'My hope is the industry can police itself and we avoid regulation or intervention from external agencies,' says Matt Shea

WildTangent on mobile discoverability, pricing models and F2P self-regulation

As discoverability gets ever-more difficult on mobile devices, developers are looking for different routes to market and ways of putting their games in the eyes of consumers.

One potential route to market is through WildTangent, whose cross-platform games network is said to reach 168 million unique users per month and houses over 400 titles – and the company is looking for more games to add.

Speaking to Develop, WildTangent executive VP of product development Matt Shea discussed WildTangent’s plans for the future, its own studio, and his thoughts on discoverability and free-to-play on mobile.

One of the big issues on mobile is discoverability, how are you getting around that?
As head of WildTangent Studios, we continue to focus our efforts toward developing quality games that merit a spotlight from the app stores for consumers. Anyone in the industry knows that’s never a guarantee, so it’s important to build a brand and reputation. Fortunately, WildTangent has 16 years in the industry and people know us.

All developers we speak with for our Android games service have experienced discoverability issues, and we provide another way to reach users, but we can often offer them opportunities that the big app stores cannot. Our service is curated and games quality-tested before they appear in our service. We coordinate with developers to give them a spotlight and know the users in our service are gamers who return to the service again and again to play quality games.
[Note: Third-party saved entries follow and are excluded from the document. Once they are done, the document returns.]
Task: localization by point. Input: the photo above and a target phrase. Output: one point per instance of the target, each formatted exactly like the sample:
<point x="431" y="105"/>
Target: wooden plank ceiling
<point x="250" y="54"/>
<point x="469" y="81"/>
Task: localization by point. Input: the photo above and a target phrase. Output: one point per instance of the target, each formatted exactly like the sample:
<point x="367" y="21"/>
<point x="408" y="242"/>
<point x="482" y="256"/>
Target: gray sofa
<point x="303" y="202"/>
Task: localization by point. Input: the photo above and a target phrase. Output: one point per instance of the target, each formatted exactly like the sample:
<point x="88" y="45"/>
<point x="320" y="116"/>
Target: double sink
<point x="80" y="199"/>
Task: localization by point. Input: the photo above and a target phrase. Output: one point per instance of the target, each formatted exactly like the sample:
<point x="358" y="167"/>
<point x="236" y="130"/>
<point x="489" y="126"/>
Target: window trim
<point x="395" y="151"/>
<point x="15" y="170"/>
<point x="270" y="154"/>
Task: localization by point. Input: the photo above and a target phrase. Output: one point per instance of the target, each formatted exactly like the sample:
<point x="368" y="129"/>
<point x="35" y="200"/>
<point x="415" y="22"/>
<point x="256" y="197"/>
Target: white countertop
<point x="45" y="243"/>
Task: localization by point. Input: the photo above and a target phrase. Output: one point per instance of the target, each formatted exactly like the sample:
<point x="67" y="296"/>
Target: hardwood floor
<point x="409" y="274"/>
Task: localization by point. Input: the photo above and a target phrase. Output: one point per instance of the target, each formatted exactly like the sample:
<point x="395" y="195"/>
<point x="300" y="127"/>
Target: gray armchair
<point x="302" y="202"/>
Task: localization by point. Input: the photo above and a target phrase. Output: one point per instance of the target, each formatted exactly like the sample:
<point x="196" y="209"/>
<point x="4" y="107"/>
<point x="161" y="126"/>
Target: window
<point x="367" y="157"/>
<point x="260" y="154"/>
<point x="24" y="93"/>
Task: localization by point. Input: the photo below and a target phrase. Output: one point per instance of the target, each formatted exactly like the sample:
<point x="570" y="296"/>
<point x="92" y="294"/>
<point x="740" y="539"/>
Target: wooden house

Do you think the issue of discoverability is getting worse on mobile?
No question about it. Without barrier to entry and most app stores relying on algorithmic sorting, i.e. charts, for discoverability, it’s challenging to both find and sustain user acquisition. Another challenge for mobile games compared to other media types, including console games, is that users are not primed to search for a given game. This means mobile players are browsing for games more than searching for games. The economic reality of mobile games means that a broader advertising campaign that you would see before a movie or a major console game launch doesn’t make sense in mobile titles.

WildTangent sells both paid-for and free-to-play games. How do sales of each compare?
We support developers with quality games first and foremost, and offer games of all payment configurations. We have additional monetisation options to offer developers of paid-for games, such as the ability for developers to leverage our value-exchange advertising platform, BrandBoost. As is the case with much of the mobile games industry though, we’re adding more free-to-play titles as a percentage of our catalog on the Android service.

Do you think premium-priced games will have a place on mobile in future?
I think that a given game design will naturally fall on a spectrum of business model options, whether free with ads or in-app purchase, or premium with or without in-app purchase. To some extent, if you restrict the industry from creating premium titles you limit creativity, and that is never good.

That said, I do think that a 99 cent price point for premium titles is an almost impossible road to follow. The scale of people buying premium titles is significantly smaller as much of the industry shifts to free-to-play. If you’re going to price a game as premium, developers have to make back the amount gamers spend on it. This means you need to monitor your investment during development and evaluate all price point options.

What are your thoughts on the controversy surrounding free-to-play, particularly in children’s games? Do you think there will one day be regulation brought into the market?
I think free-to-play is an example of the game industry evolving to match the change in consumer tastes, but in some ways we’ve gone back to our roots. The in-app purchase model is reminiscent of coin-op, pay-as-you-go style games featured long ago in arcades.

There’s an echo effect now in the industry from some early in-app purchase games where secondary purchases occurred without additional consent, since the payment credentials hadn’t timed out. The industry learned and we now have better measures in place to prevent this including commerce authentication. My hope is the industry can police itself on this issue and we avoid regulation or intervention from external agencies.

I believe that platform manufacturers should provide the tools for customers to protect their payment methods separately from their required account in order to use their devices. This would be a better solution for multi-person households where kids connect to their parents’ accounts.

Given the success of WildTangent’s games network in the US, what is the company doing to expand its own portfolio of games?
We continue to expand the list of great developers and games on the WildTangent Games online and mobile services. On our mobile service, we’re adding games at a steady clip and now have over 400 quality games to play in a variety of categories. In addition, our own mobile studio, WildTangent Studios, has created titles for all the major mobile platforms and our Android service. The studio recently launched Polar Bowler, Happy Matchy Bird and Word Science, which was selected as the Starbucks app of the week in the US and Canada this April.

Will WildTangent be investing in new studios in future? Or at least expanding in-house development staff?
WildTangent will continue to grow its studio out of our downtown Seattle office. In addition, we are always looking for talented studios to work with around the world for games to add to mobile games service. If you are a mobile game developer or artist looking for a gig, we’d love to talk to you.